BUSINESS

Irish legislation moving forward; U.K. study results to be published; Europe Lotteries break funding record

TAGs: Europe, europe lotteries, Ireland, UK

eu flagIrish media are reporting the country will publish online betting legislation this week. Sunday Business Post reports that a 1 percent turnover tax on Internet stakes will be introduced under the plans and for betting exchanges there will be a 15 percent levy on commission. Simon Coveney, minister for agriculture and food, is confident that the European Commission will approve it in “two to three months” and the charges could take effect from the start of 2013. This in itself is unlikely, as ministers in the country don’t see the gambling industry as a priority ahead of other more important economic matters.

Over the Irish Sea, the U.K. is expected to publish results this week of a parliamentary inquiry into the gambling industry. The Culture Select Committee has taken the view of bookies, casinos, church groups, online gambling sites and a number of other stakeholders in order to be as well informed as possible. The inquiry got underway a year ago and results are likely to focus on regulation and how best to tax companies not based in the UK. This year’s budget set the cat amongst the pigeons when it called for a point of consumption tax on firms taking bets in the U.K. That won’t be coming in until at least late 2014 and the results of this inquiry aren’t likely to derail that happening.

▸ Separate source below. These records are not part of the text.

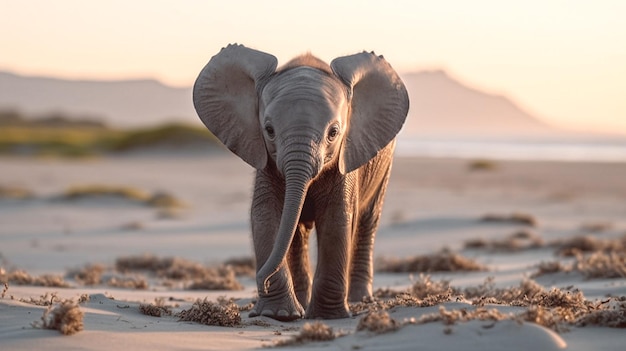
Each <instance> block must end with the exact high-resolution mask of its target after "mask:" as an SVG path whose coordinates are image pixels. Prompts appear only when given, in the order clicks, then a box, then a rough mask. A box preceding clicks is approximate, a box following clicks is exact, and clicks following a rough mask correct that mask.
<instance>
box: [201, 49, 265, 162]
mask: <svg viewBox="0 0 626 351" xmlns="http://www.w3.org/2000/svg"><path fill="white" fill-rule="evenodd" d="M276 65H277V60H276V57H274V56H272V55H269V54H266V53H263V52H260V51H256V50H252V49H249V48H246V47H244V46H243V45H228V46H227V47H225V48H223V49H222V50H221V51H220V52H219V53H218V54H217V55H215V56H213V57H212V58H211V60H210V61H209V63H207V65H206V66H204V68H203V69H202V71H201V72H200V75H199V76H198V78H197V79H196V83H195V84H194V87H193V104H194V107H195V108H196V112H197V113H198V116H200V119H201V120H202V122H203V123H204V125H205V126H206V127H207V128H208V129H209V130H210V131H211V132H212V133H213V134H215V136H216V137H217V138H218V139H220V140H221V141H222V143H224V145H226V147H228V148H229V149H230V150H231V151H232V152H234V153H235V154H236V155H237V156H239V157H241V158H242V159H243V160H244V161H246V162H247V163H249V164H250V165H251V166H253V167H254V168H256V169H262V168H264V167H265V165H266V163H267V151H266V149H265V142H264V141H263V135H262V132H261V128H260V124H259V107H258V105H259V99H258V96H259V95H258V88H259V86H260V85H262V84H263V83H264V81H265V80H266V79H267V78H268V77H269V76H270V75H271V74H272V73H274V71H275V70H276Z"/></svg>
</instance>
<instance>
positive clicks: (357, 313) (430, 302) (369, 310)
mask: <svg viewBox="0 0 626 351" xmlns="http://www.w3.org/2000/svg"><path fill="white" fill-rule="evenodd" d="M455 294H458V290H457V289H453V288H452V287H450V283H449V282H448V281H446V280H441V281H438V282H434V281H432V280H431V278H430V276H429V275H423V274H420V276H419V279H418V280H417V281H416V282H415V283H413V285H412V286H411V287H409V288H408V289H407V290H406V291H394V290H390V289H385V290H382V289H379V290H377V291H375V292H374V297H375V298H374V299H365V300H364V301H361V302H358V303H351V304H350V306H349V307H350V312H352V314H355V315H356V314H361V313H363V312H365V311H367V312H374V311H384V310H388V309H391V308H394V307H399V306H402V307H429V306H435V305H439V304H442V303H444V302H448V301H451V300H452V299H453V298H452V296H453V295H455Z"/></svg>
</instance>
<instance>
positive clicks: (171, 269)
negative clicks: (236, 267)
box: [115, 255, 243, 290]
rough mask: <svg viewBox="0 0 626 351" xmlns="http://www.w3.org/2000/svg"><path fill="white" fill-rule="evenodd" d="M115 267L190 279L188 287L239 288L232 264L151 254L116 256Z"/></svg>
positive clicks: (238, 282) (219, 288)
mask: <svg viewBox="0 0 626 351" xmlns="http://www.w3.org/2000/svg"><path fill="white" fill-rule="evenodd" d="M115 267H116V269H117V270H118V271H120V272H128V271H147V272H151V273H153V274H154V275H156V276H157V277H159V278H165V279H171V280H184V281H191V284H190V285H189V286H188V287H187V288H188V289H204V290H241V289H243V286H242V285H241V284H240V283H239V282H238V281H237V278H236V276H235V271H234V269H233V268H232V266H228V265H227V266H220V267H206V266H204V265H201V264H199V263H196V262H191V261H187V260H184V259H180V258H172V257H165V258H160V257H156V256H152V255H142V256H130V257H122V258H118V259H117V260H116V263H115Z"/></svg>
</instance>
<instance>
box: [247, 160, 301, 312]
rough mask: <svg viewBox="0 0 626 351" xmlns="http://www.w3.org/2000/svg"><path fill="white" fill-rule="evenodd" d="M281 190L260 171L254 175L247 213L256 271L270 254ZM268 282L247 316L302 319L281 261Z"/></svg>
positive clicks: (298, 303)
mask: <svg viewBox="0 0 626 351" xmlns="http://www.w3.org/2000/svg"><path fill="white" fill-rule="evenodd" d="M280 190H281V189H277V187H276V185H275V184H274V182H272V181H271V179H268V177H267V176H266V175H264V174H262V172H261V171H259V172H258V173H257V177H256V182H255V189H254V196H253V200H252V208H251V211H250V213H251V223H252V240H253V243H254V252H255V255H256V266H257V270H258V269H260V267H262V266H263V264H264V263H265V261H266V260H267V259H268V257H269V255H270V253H271V252H272V248H273V245H274V240H275V236H276V232H277V231H278V226H279V223H280V216H281V211H282V206H283V201H284V200H283V196H282V195H281V193H280ZM269 283H270V286H269V291H268V292H267V293H265V292H263V291H259V292H258V294H259V297H258V300H257V302H256V304H255V305H254V308H253V309H252V310H251V311H250V314H249V316H250V317H256V316H259V315H261V316H267V317H270V318H274V319H277V320H281V321H290V320H294V319H299V318H302V316H303V315H304V309H303V308H302V306H301V305H300V303H299V302H298V301H297V300H296V295H295V292H294V288H293V282H292V280H291V275H290V272H289V267H288V266H287V264H285V263H284V262H283V264H282V265H281V266H280V268H279V270H278V272H277V273H276V274H274V275H273V276H272V277H271V278H270V280H269Z"/></svg>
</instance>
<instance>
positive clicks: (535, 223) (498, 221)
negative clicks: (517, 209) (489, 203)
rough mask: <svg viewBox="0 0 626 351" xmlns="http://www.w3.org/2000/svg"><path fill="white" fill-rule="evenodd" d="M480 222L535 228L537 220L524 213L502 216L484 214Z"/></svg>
mask: <svg viewBox="0 0 626 351" xmlns="http://www.w3.org/2000/svg"><path fill="white" fill-rule="evenodd" d="M480 221H481V222H486V223H509V224H521V225H527V226H530V227H536V226H537V224H538V222H537V219H536V218H535V217H534V216H532V215H530V214H526V213H519V212H516V213H511V214H509V215H502V214H486V215H484V216H482V217H481V218H480Z"/></svg>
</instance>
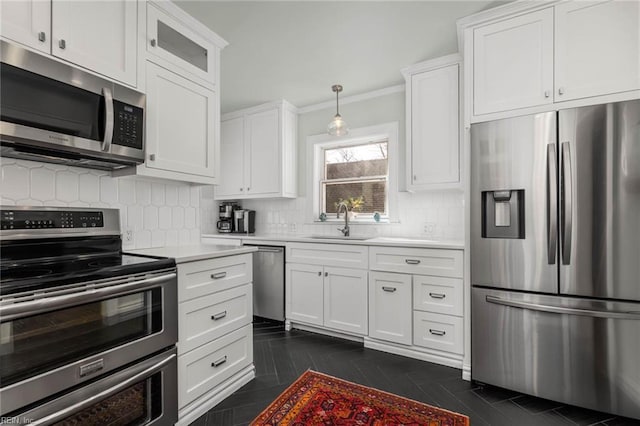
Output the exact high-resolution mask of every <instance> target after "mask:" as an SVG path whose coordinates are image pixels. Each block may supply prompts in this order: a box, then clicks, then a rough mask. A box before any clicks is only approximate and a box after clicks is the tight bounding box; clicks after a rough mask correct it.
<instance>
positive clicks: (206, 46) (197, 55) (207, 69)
mask: <svg viewBox="0 0 640 426" xmlns="http://www.w3.org/2000/svg"><path fill="white" fill-rule="evenodd" d="M134 3H135V2H134ZM215 49H216V48H215V46H214V45H213V44H211V43H210V42H208V41H207V40H206V39H205V38H204V37H202V36H200V35H199V34H197V33H196V32H194V31H193V30H191V29H190V28H189V27H188V26H186V25H184V24H182V23H181V22H180V21H178V20H176V19H175V18H173V17H171V16H169V15H168V14H166V13H165V12H163V11H162V10H160V9H158V8H157V7H155V6H153V5H152V4H150V3H147V52H149V53H151V54H152V55H155V56H157V57H158V58H160V59H161V60H164V61H167V62H169V63H170V64H172V65H176V66H178V67H180V68H182V69H183V70H185V71H188V72H190V73H192V74H193V75H194V76H196V77H198V78H201V79H202V80H203V81H205V82H207V83H208V84H211V85H214V83H215V81H216V74H215V72H216V56H217V54H216V50H215Z"/></svg>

Europe’s lotteries saw an increase in turnover in 2011 as the figure increased to €81.5 million as the continent’s lotteries at the same time broke a record with the amount it gave back to State budgets. €25 billion was generated by Europe’s lotteries for state budgets with €2.5 billion going towards grass-roots sport and the earlier figure meant that 70 percent of gross gaming revenue was invested in society. EL President Friedrich Stickler added: “Our figures clearly show how our members are essential contributors to the benefit of society throughout Europe and how essential it is that the public utility model that we stand for is preserved. I urge the governments throughout Europe to continue their efforts to fight the presence of illegal operators that flood consumers with dangerous and illicit products and are threatening the basis on which we operate”.